PARAMARIBO, Suriname (AP)—Voters rejected the ambitious development plans of President Jules Wijdenbosch and all but handed control of the National Assembly to the labor-backed opposition, according to election returns Friday.
With 78 percent of votes from Thursday's election counted, the New Front, which includes labor unions and has the support of former President Ronald Venetiaan, had a projected 33 seats in the 51-seat National Assembly—one shy of the two-thirds majority needed to elect a president.
The ruling coalition selects the president in Suriname. The New Front, which governed this Dutch-speaking South American republic from 1991-96, led former dictator Desi Bouterse's Millennium Combination.

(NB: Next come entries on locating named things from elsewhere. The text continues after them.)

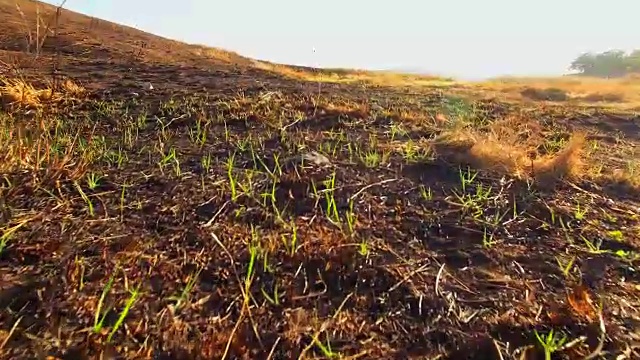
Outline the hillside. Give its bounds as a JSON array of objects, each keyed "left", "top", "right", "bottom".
[{"left": 0, "top": 0, "right": 640, "bottom": 359}]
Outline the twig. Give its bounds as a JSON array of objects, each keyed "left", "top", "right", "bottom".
[
  {"left": 584, "top": 308, "right": 607, "bottom": 360},
  {"left": 436, "top": 263, "right": 445, "bottom": 296},
  {"left": 349, "top": 179, "right": 399, "bottom": 201},
  {"left": 0, "top": 316, "right": 22, "bottom": 350}
]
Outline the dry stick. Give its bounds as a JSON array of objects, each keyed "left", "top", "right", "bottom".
[
  {"left": 584, "top": 308, "right": 607, "bottom": 360},
  {"left": 267, "top": 336, "right": 282, "bottom": 360},
  {"left": 0, "top": 316, "right": 22, "bottom": 350},
  {"left": 298, "top": 293, "right": 353, "bottom": 360},
  {"left": 211, "top": 232, "right": 263, "bottom": 360}
]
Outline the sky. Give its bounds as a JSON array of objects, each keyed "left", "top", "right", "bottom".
[{"left": 46, "top": 0, "right": 640, "bottom": 80}]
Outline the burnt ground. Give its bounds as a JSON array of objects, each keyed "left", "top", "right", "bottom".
[{"left": 0, "top": 0, "right": 640, "bottom": 359}]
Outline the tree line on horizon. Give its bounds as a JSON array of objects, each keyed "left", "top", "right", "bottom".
[{"left": 569, "top": 49, "right": 640, "bottom": 78}]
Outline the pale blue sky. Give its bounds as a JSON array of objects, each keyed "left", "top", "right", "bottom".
[{"left": 42, "top": 0, "right": 640, "bottom": 79}]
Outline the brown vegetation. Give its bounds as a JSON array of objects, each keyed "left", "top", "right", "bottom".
[{"left": 0, "top": 0, "right": 640, "bottom": 359}]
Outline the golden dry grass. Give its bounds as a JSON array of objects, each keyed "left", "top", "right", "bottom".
[
  {"left": 253, "top": 61, "right": 456, "bottom": 87},
  {"left": 435, "top": 118, "right": 586, "bottom": 183},
  {"left": 0, "top": 78, "right": 87, "bottom": 108},
  {"left": 472, "top": 75, "right": 640, "bottom": 108}
]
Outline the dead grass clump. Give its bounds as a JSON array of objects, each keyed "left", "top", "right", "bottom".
[
  {"left": 436, "top": 126, "right": 586, "bottom": 183},
  {"left": 0, "top": 79, "right": 54, "bottom": 107},
  {"left": 469, "top": 135, "right": 530, "bottom": 177},
  {"left": 0, "top": 78, "right": 87, "bottom": 108},
  {"left": 532, "top": 133, "right": 587, "bottom": 181},
  {"left": 520, "top": 87, "right": 569, "bottom": 101}
]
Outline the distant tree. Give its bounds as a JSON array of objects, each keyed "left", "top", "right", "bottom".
[{"left": 569, "top": 49, "right": 640, "bottom": 77}]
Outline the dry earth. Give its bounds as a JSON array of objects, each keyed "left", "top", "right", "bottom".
[{"left": 0, "top": 0, "right": 640, "bottom": 359}]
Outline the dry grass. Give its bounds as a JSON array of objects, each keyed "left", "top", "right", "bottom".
[
  {"left": 0, "top": 78, "right": 87, "bottom": 108},
  {"left": 474, "top": 76, "right": 640, "bottom": 108},
  {"left": 254, "top": 61, "right": 456, "bottom": 87},
  {"left": 0, "top": 0, "right": 640, "bottom": 360}
]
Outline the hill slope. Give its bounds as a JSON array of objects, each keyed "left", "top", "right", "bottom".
[{"left": 0, "top": 0, "right": 640, "bottom": 359}]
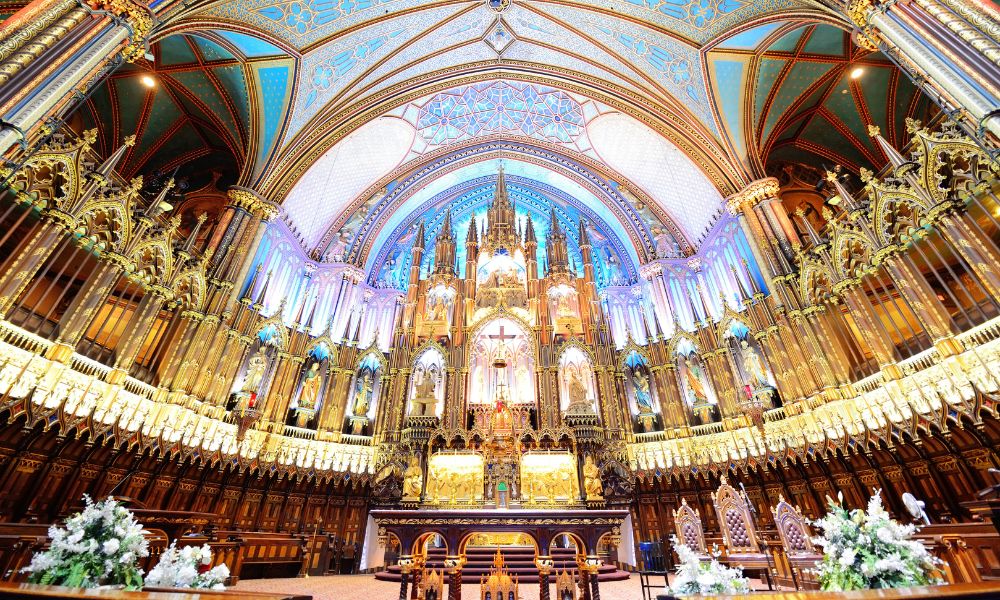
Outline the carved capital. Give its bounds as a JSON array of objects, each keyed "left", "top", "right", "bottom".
[{"left": 726, "top": 177, "right": 781, "bottom": 215}]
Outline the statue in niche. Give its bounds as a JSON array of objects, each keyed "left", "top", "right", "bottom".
[
  {"left": 604, "top": 246, "right": 628, "bottom": 285},
  {"left": 566, "top": 369, "right": 594, "bottom": 415},
  {"left": 354, "top": 371, "right": 373, "bottom": 417},
  {"left": 428, "top": 299, "right": 448, "bottom": 321},
  {"left": 556, "top": 294, "right": 580, "bottom": 318},
  {"left": 740, "top": 340, "right": 771, "bottom": 390},
  {"left": 240, "top": 350, "right": 267, "bottom": 394},
  {"left": 326, "top": 229, "right": 351, "bottom": 262},
  {"left": 403, "top": 456, "right": 424, "bottom": 500},
  {"left": 299, "top": 361, "right": 323, "bottom": 410},
  {"left": 684, "top": 360, "right": 708, "bottom": 404},
  {"left": 653, "top": 227, "right": 681, "bottom": 258},
  {"left": 583, "top": 454, "right": 604, "bottom": 500},
  {"left": 632, "top": 371, "right": 655, "bottom": 414},
  {"left": 410, "top": 369, "right": 437, "bottom": 417},
  {"left": 569, "top": 371, "right": 587, "bottom": 404}
]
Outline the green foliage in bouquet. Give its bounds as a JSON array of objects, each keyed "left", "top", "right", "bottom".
[
  {"left": 670, "top": 535, "right": 750, "bottom": 596},
  {"left": 813, "top": 490, "right": 944, "bottom": 592},
  {"left": 24, "top": 496, "right": 149, "bottom": 590}
]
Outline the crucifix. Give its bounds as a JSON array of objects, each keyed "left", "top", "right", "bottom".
[{"left": 486, "top": 325, "right": 517, "bottom": 369}]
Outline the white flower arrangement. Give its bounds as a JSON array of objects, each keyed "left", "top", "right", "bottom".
[
  {"left": 670, "top": 535, "right": 750, "bottom": 596},
  {"left": 146, "top": 541, "right": 229, "bottom": 590},
  {"left": 23, "top": 495, "right": 149, "bottom": 590},
  {"left": 813, "top": 490, "right": 944, "bottom": 592}
]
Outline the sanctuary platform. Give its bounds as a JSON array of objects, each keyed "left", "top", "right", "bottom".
[
  {"left": 371, "top": 508, "right": 628, "bottom": 557},
  {"left": 371, "top": 508, "right": 629, "bottom": 599}
]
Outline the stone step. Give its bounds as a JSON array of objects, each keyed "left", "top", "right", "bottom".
[{"left": 375, "top": 546, "right": 629, "bottom": 585}]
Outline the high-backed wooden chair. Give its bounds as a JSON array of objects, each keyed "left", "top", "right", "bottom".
[
  {"left": 712, "top": 477, "right": 772, "bottom": 588},
  {"left": 674, "top": 498, "right": 708, "bottom": 556},
  {"left": 771, "top": 496, "right": 823, "bottom": 589}
]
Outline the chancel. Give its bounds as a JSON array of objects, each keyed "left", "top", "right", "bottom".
[{"left": 0, "top": 0, "right": 1000, "bottom": 600}]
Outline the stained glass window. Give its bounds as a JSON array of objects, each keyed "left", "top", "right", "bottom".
[{"left": 417, "top": 81, "right": 584, "bottom": 145}]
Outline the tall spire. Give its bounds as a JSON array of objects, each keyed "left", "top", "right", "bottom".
[
  {"left": 482, "top": 164, "right": 521, "bottom": 252},
  {"left": 465, "top": 213, "right": 479, "bottom": 244},
  {"left": 413, "top": 221, "right": 424, "bottom": 250},
  {"left": 434, "top": 209, "right": 456, "bottom": 275}
]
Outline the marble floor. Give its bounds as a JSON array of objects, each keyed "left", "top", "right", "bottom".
[{"left": 234, "top": 575, "right": 660, "bottom": 600}]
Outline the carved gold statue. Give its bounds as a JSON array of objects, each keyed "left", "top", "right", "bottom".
[
  {"left": 403, "top": 456, "right": 424, "bottom": 500},
  {"left": 299, "top": 362, "right": 323, "bottom": 410},
  {"left": 410, "top": 370, "right": 437, "bottom": 417},
  {"left": 240, "top": 350, "right": 267, "bottom": 393},
  {"left": 740, "top": 340, "right": 771, "bottom": 390},
  {"left": 583, "top": 454, "right": 604, "bottom": 500},
  {"left": 354, "top": 372, "right": 372, "bottom": 417}
]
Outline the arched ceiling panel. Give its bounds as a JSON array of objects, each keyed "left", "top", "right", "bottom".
[
  {"left": 288, "top": 6, "right": 460, "bottom": 136},
  {"left": 82, "top": 30, "right": 295, "bottom": 186},
  {"left": 370, "top": 173, "right": 638, "bottom": 288},
  {"left": 546, "top": 5, "right": 716, "bottom": 132},
  {"left": 204, "top": 0, "right": 796, "bottom": 49},
  {"left": 284, "top": 80, "right": 721, "bottom": 252},
  {"left": 708, "top": 23, "right": 932, "bottom": 172},
  {"left": 283, "top": 117, "right": 415, "bottom": 248},
  {"left": 364, "top": 156, "right": 641, "bottom": 272},
  {"left": 588, "top": 114, "right": 722, "bottom": 239}
]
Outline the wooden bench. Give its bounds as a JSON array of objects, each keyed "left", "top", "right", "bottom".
[
  {"left": 216, "top": 531, "right": 308, "bottom": 583},
  {"left": 0, "top": 523, "right": 49, "bottom": 581},
  {"left": 656, "top": 582, "right": 1000, "bottom": 600},
  {"left": 916, "top": 522, "right": 1000, "bottom": 583},
  {"left": 0, "top": 582, "right": 312, "bottom": 600}
]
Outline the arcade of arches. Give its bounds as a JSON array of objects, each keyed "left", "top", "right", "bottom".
[{"left": 0, "top": 0, "right": 1000, "bottom": 600}]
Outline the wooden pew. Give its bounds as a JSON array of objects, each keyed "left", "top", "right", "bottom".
[
  {"left": 0, "top": 582, "right": 312, "bottom": 600},
  {"left": 0, "top": 523, "right": 49, "bottom": 581},
  {"left": 216, "top": 531, "right": 308, "bottom": 583},
  {"left": 916, "top": 522, "right": 1000, "bottom": 583}
]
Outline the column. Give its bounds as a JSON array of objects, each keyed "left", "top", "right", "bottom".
[
  {"left": 535, "top": 556, "right": 555, "bottom": 600},
  {"left": 109, "top": 285, "right": 170, "bottom": 376},
  {"left": 0, "top": 220, "right": 66, "bottom": 318},
  {"left": 846, "top": 0, "right": 1000, "bottom": 137},
  {"left": 444, "top": 555, "right": 465, "bottom": 600},
  {"left": 726, "top": 177, "right": 781, "bottom": 276},
  {"left": 885, "top": 256, "right": 952, "bottom": 346},
  {"left": 399, "top": 554, "right": 413, "bottom": 600},
  {"left": 46, "top": 252, "right": 128, "bottom": 361},
  {"left": 940, "top": 214, "right": 1000, "bottom": 298},
  {"left": 0, "top": 0, "right": 153, "bottom": 153},
  {"left": 843, "top": 288, "right": 902, "bottom": 379},
  {"left": 410, "top": 554, "right": 427, "bottom": 600}
]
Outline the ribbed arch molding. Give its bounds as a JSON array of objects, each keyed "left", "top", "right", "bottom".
[{"left": 283, "top": 117, "right": 416, "bottom": 248}]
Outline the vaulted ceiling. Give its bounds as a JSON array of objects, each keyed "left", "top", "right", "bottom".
[
  {"left": 82, "top": 31, "right": 295, "bottom": 186},
  {"left": 68, "top": 0, "right": 927, "bottom": 278},
  {"left": 709, "top": 22, "right": 932, "bottom": 173}
]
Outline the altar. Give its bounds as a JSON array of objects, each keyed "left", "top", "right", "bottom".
[{"left": 370, "top": 508, "right": 629, "bottom": 600}]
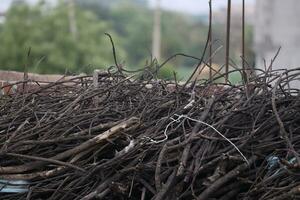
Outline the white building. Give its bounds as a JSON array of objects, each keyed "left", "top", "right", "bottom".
[{"left": 254, "top": 0, "right": 300, "bottom": 69}]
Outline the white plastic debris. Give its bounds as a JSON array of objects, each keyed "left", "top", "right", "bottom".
[{"left": 0, "top": 179, "right": 30, "bottom": 193}]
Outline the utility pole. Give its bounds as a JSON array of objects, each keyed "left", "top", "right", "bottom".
[
  {"left": 225, "top": 0, "right": 231, "bottom": 83},
  {"left": 152, "top": 0, "right": 161, "bottom": 60},
  {"left": 67, "top": 0, "right": 77, "bottom": 40}
]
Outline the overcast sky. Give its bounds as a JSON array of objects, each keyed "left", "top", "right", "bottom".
[
  {"left": 0, "top": 0, "right": 255, "bottom": 14},
  {"left": 148, "top": 0, "right": 255, "bottom": 14}
]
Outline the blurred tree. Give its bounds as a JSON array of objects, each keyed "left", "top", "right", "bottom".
[{"left": 0, "top": 1, "right": 124, "bottom": 73}]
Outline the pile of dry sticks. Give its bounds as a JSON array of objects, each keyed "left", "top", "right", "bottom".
[{"left": 0, "top": 66, "right": 300, "bottom": 200}]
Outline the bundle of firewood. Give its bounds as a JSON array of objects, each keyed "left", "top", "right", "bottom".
[{"left": 0, "top": 69, "right": 300, "bottom": 200}]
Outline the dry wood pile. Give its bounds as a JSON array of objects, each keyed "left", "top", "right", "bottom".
[{"left": 0, "top": 69, "right": 300, "bottom": 200}]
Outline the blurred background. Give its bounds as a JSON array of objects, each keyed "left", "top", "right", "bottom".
[{"left": 0, "top": 0, "right": 300, "bottom": 80}]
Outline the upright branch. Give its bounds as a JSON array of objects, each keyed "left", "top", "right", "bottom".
[
  {"left": 225, "top": 0, "right": 231, "bottom": 83},
  {"left": 242, "top": 0, "right": 248, "bottom": 83},
  {"left": 68, "top": 0, "right": 77, "bottom": 40},
  {"left": 152, "top": 0, "right": 161, "bottom": 60},
  {"left": 208, "top": 0, "right": 212, "bottom": 82}
]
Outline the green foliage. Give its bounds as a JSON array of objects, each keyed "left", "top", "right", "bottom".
[
  {"left": 0, "top": 3, "right": 124, "bottom": 73},
  {"left": 0, "top": 0, "right": 254, "bottom": 76}
]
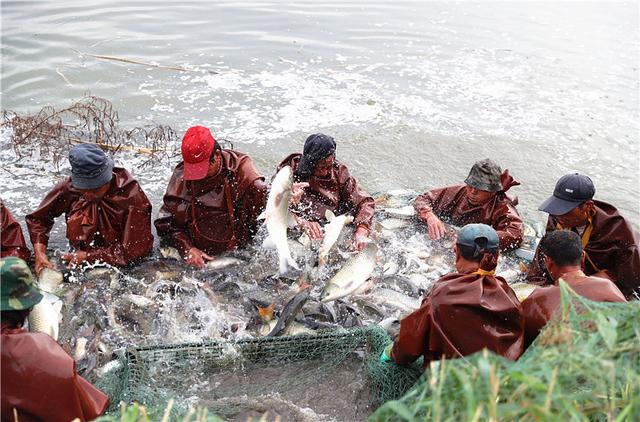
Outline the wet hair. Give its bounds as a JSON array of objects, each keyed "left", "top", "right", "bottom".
[
  {"left": 540, "top": 230, "right": 582, "bottom": 267},
  {"left": 0, "top": 308, "right": 33, "bottom": 328}
]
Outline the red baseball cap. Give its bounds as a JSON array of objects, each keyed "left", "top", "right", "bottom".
[{"left": 182, "top": 126, "right": 216, "bottom": 180}]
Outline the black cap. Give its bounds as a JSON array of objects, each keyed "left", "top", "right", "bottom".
[
  {"left": 296, "top": 133, "right": 336, "bottom": 179},
  {"left": 464, "top": 158, "right": 504, "bottom": 192},
  {"left": 538, "top": 173, "right": 596, "bottom": 215}
]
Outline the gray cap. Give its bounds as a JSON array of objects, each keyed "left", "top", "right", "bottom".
[
  {"left": 69, "top": 144, "right": 113, "bottom": 190},
  {"left": 464, "top": 158, "right": 504, "bottom": 192}
]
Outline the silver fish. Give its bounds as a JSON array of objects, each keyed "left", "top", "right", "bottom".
[
  {"left": 258, "top": 166, "right": 300, "bottom": 274},
  {"left": 28, "top": 291, "right": 62, "bottom": 340},
  {"left": 321, "top": 243, "right": 378, "bottom": 302},
  {"left": 38, "top": 268, "right": 64, "bottom": 293},
  {"left": 318, "top": 210, "right": 353, "bottom": 266},
  {"left": 372, "top": 288, "right": 420, "bottom": 313},
  {"left": 267, "top": 289, "right": 309, "bottom": 337},
  {"left": 205, "top": 256, "right": 245, "bottom": 270}
]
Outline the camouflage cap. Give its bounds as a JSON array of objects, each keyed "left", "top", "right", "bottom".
[
  {"left": 464, "top": 158, "right": 504, "bottom": 192},
  {"left": 0, "top": 256, "right": 42, "bottom": 311}
]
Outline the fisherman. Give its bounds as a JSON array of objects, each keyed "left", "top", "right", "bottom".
[
  {"left": 0, "top": 257, "right": 109, "bottom": 421},
  {"left": 413, "top": 158, "right": 523, "bottom": 251},
  {"left": 154, "top": 126, "right": 268, "bottom": 268},
  {"left": 527, "top": 173, "right": 640, "bottom": 300},
  {"left": 26, "top": 144, "right": 153, "bottom": 274},
  {"left": 522, "top": 230, "right": 626, "bottom": 347},
  {"left": 0, "top": 199, "right": 31, "bottom": 261},
  {"left": 277, "top": 133, "right": 375, "bottom": 251},
  {"left": 380, "top": 224, "right": 524, "bottom": 366}
]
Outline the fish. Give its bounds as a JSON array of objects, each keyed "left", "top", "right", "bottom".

The coalition hasn't named its presidential candidate, and Suriname's complex election law mandates a 30-day waiting period before the results are certified. But Venetiaan, who served as president in the early '90s, is a leading candidate.
We worked hard to win and we hope that we will get it,
said
Fred Derby, leader of the Suriname Labor Party, part of the New Front.
Bouterse's Millennium Combination was projected to win only 11 seats, according to Suriname's elections council—a poor showing that reflected many voters' reluctance to back a man who is currently fighting a cocaine trafficking conviction in the Netherlands.
The United States and United Nations have identified Suriname as a growing transit point for drug trafficking to European and U.S. markets, gun smuggling and money laundering.
The nationalist Bouterse, who led two coups in 1980 and 1990, has an Interpol warrant out for his arrest.
The platform led by incumbent Wijdenbosch, a former Bouterse ally, had just two projected seats.
The 60-year-old president called elections a year early to quell street protests demanding his resignation over the struggling economy, with inflation at 70 percent a year, and unemployment at 20 percent. Critics accuse him of spending in new infrastructure at the expense of education and health.